I could see them eagerly wanting to hear one of their names from me. But then they also knew that they would not get the answer to such a question. I would only help them do the analysis.

But let me ask this to you. 

Which solution or approach you liked the most? 2nd most? Why? 

What are your views about this type of approach – allowing the students to devise their own ways to solve the problems and then facilitating the discussion among them ? 

Did you solve this puzzle in  a different way?  If so, then do share your solution. My students would be happy to study one more way :-)

Waiting to hear from you....

PS: These students belong to Marathi medium government school based at Navi-Mumbai. To know more about MENTOR  - a special maths enrichment program for students from such challenging backgrounds, visit the website

Rupesh Gesota


  1. All were brilliant. Unique of arriving at same destination thru multiple creative routes. I especially liked the solution of figuring which shape was even, odd and then arriving at solution.

  2. Nice to see that each child had a different approach to the problem. I teach math too as I love the subject and always tell my students that every problem has more than one approach :) Since the problem said "without" finding value of each shape, my answer was SQUARE as the other two shapes were 3 each but there were only 2 squares :)
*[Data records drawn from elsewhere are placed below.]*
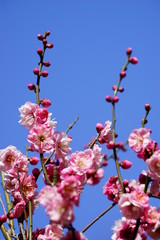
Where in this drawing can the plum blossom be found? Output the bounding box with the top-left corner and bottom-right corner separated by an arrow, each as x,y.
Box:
53,132 -> 72,160
69,149 -> 94,175
39,186 -> 74,226
19,102 -> 39,130
0,145 -> 22,171
146,150 -> 160,180
27,124 -> 54,153
37,224 -> 64,240
99,121 -> 113,143
118,189 -> 149,219
111,217 -> 147,240
128,128 -> 151,153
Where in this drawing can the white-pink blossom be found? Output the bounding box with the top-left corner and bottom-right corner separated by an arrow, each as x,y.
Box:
53,132 -> 72,160
69,149 -> 94,175
128,128 -> 151,153
0,146 -> 22,171
19,102 -> 40,130
118,189 -> 149,219
37,224 -> 64,240
27,124 -> 54,153
146,150 -> 160,180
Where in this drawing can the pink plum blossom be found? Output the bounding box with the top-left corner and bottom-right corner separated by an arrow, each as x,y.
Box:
0,145 -> 22,171
27,124 -> 54,153
128,128 -> 151,153
111,217 -> 147,240
146,150 -> 160,180
69,149 -> 94,175
37,224 -> 64,240
39,186 -> 74,226
99,121 -> 113,143
118,189 -> 149,219
19,102 -> 39,130
53,132 -> 72,160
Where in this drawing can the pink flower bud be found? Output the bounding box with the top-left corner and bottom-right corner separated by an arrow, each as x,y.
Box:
120,71 -> 126,78
129,57 -> 138,64
29,157 -> 39,165
40,98 -> 51,108
119,160 -> 132,169
106,141 -> 115,149
28,83 -> 36,90
96,123 -> 104,133
44,30 -> 50,37
37,48 -> 43,56
33,68 -> 39,75
43,38 -> 47,45
46,43 -> 54,48
118,87 -> 124,92
112,85 -> 117,91
105,96 -> 112,102
144,103 -> 151,112
0,215 -> 7,223
43,62 -> 51,67
32,168 -> 40,179
112,96 -> 119,103
126,47 -> 132,55
37,33 -> 43,40
41,70 -> 48,77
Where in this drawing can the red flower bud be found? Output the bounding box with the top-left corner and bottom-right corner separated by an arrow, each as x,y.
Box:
120,71 -> 126,78
96,123 -> 104,133
43,62 -> 51,67
129,57 -> 138,64
33,68 -> 39,75
28,83 -> 36,90
41,70 -> 48,77
37,33 -> 43,40
37,48 -> 43,56
144,103 -> 151,112
112,96 -> 119,103
126,48 -> 132,55
40,98 -> 51,108
106,141 -> 115,149
105,96 -> 112,102
119,160 -> 132,169
46,43 -> 54,48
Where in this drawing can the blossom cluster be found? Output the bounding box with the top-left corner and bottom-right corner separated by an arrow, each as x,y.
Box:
0,31 -> 160,240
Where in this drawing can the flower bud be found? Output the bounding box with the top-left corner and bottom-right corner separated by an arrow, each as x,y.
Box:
120,71 -> 126,78
0,215 -> 7,223
144,103 -> 151,112
118,87 -> 124,92
44,30 -> 50,37
112,96 -> 119,103
33,68 -> 39,75
37,33 -> 43,40
105,96 -> 112,102
29,157 -> 39,165
119,160 -> 132,169
96,123 -> 104,133
37,48 -> 43,56
28,83 -> 36,90
106,141 -> 115,149
43,62 -> 51,67
40,98 -> 51,108
46,43 -> 54,48
126,47 -> 132,56
129,57 -> 138,64
41,70 -> 48,77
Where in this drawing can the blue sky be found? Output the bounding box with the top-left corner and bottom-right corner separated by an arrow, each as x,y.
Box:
0,0 -> 160,240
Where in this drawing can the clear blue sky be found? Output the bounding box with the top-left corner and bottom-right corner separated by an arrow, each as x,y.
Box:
0,0 -> 160,240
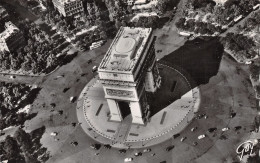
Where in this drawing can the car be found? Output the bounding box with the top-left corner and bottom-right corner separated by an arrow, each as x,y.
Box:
190,127 -> 198,132
192,142 -> 198,146
70,141 -> 79,147
119,149 -> 126,153
90,144 -> 101,150
70,96 -> 77,103
10,75 -> 16,79
165,145 -> 174,152
196,114 -> 206,119
104,144 -> 111,149
92,66 -> 98,73
143,148 -> 152,153
208,127 -> 217,133
198,134 -> 206,139
230,112 -> 237,118
222,127 -> 230,131
51,132 -> 58,136
181,137 -> 187,142
87,59 -> 92,64
245,61 -> 252,65
235,126 -> 242,131
58,110 -> 63,115
134,152 -> 142,157
124,157 -> 133,162
50,103 -> 56,108
172,134 -> 181,139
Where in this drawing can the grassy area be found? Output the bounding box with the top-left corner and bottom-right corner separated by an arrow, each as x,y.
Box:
161,38 -> 223,85
148,66 -> 191,116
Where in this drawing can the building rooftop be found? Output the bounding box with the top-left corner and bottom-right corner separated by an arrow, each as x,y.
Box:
99,27 -> 152,72
0,21 -> 19,40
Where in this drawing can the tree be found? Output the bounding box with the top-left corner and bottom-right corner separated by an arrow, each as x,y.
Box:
0,118 -> 6,130
3,135 -> 25,163
247,153 -> 260,163
14,127 -> 32,152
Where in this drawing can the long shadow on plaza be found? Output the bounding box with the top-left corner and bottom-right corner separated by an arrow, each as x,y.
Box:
148,37 -> 224,116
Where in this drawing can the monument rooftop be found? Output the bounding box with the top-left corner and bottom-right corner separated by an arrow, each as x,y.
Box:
99,27 -> 152,73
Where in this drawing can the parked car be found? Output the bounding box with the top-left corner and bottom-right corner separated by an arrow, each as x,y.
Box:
92,66 -> 98,73
143,148 -> 151,153
235,126 -> 242,131
222,127 -> 230,131
124,157 -> 133,162
198,134 -> 206,139
181,137 -> 187,142
90,144 -> 101,150
190,127 -> 198,132
208,127 -> 217,133
104,144 -> 111,149
165,145 -> 174,152
134,152 -> 142,157
230,112 -> 237,118
70,96 -> 77,103
70,141 -> 79,147
192,142 -> 198,146
172,134 -> 181,139
50,103 -> 56,108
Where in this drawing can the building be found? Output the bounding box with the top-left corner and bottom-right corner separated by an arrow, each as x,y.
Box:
214,0 -> 227,5
52,0 -> 84,17
0,6 -> 9,21
126,0 -> 148,6
0,21 -> 24,52
98,27 -> 161,124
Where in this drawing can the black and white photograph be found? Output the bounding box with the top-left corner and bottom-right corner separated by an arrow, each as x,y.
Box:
0,0 -> 260,163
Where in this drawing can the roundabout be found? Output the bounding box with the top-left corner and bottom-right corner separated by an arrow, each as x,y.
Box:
77,64 -> 200,148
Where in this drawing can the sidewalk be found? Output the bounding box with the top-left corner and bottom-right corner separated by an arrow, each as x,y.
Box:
76,66 -> 200,148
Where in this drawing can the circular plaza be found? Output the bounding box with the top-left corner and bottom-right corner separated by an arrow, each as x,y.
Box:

  3. I loved the different ways in which the children tried the question, each one thought independently. What a pleasure to teach such a class. I particularly liked 'odd-even' approach but would also like to give credit to Vaishnavi who also was able to reason out the integral value of each figure. I am also a maths teacher and always motivate children to solve the questions in different ways.

  4. Lhianna Boditoro's comments on this post (on facebook)

    I absolutely love this post and all the solutions! What wonder and diligence! I love the Even/Odd solution for its simplicity. But the first solution may be my favorite because there is a beauty in the way the student notices that 14 is not a multiple of three and how this leads to a solution. Plus the diligence of proving that it must be an integer and that that is not a given. Such beauty!

  5. Amlesh Kanekar replied --

    This is a unique work.. the class is allowed to solve each in their own way.... I could only do it by finding each one...But vaishnavi's hint - not divisible by 3 led me to the answer...

    The best thing about your method is the kids get time to put pencil to paper and experiment... If the focus is not on the "winner is the first to find the answer" that's a big step in the right direction...

    Food cooks best on slow fire...

  6. Denise Baker Gaskins says ---

    What a neat way to turn a been-there-done-that puzzle into something new!
    My first response was "both of the other shapes appear three times, so it's probably a square." But that doesn't count as a proof. Then I focused on the +1 relationships.
    So I especially enjoyed reading the proofs from students who came up with things I hadn't considered: Kanchan and Tanvi's odd/even approach and Vaishnavi's insight about multiples...

  7. I loved Vaishnavi's approach for the sheer beauty of the process of elimination used. All approaches were brilliant in their own ways. I love the work ethic you are instilling in them. This will go a long way in whatever they do in life.

  8. All the approaches were great. Vaishnavi's approach was awesome.
    All credit goes to you since most of us would have stopped after getting the first solution.
    God bless you and keep up the good work.

  9. Very interesting solutions to the problem from your students. I liked they way each one reasoned.

  10. Best, I am really amazed with the answer. I tried to solve it, and tried to do it with an A+B+C=? way, however I got the thinking wrong, as in my solution the one which was coming in middle is X. Beautiful, really delighted to see the way childrens have done it

  11. Teaching maths is difficult. Still difficult is to make them think in different methods. And still more difficult is to make them to think in fractions and in puzzles. I salute Sri Rupesh Geostaji for making the very difficult thing easier for the students. As he once said the SPARKLES in the eyes of the students once they solved any new problem is the MOST PRESTIGIOUS AND SATISFACTION for the teacher.Best wishes for more and more successes.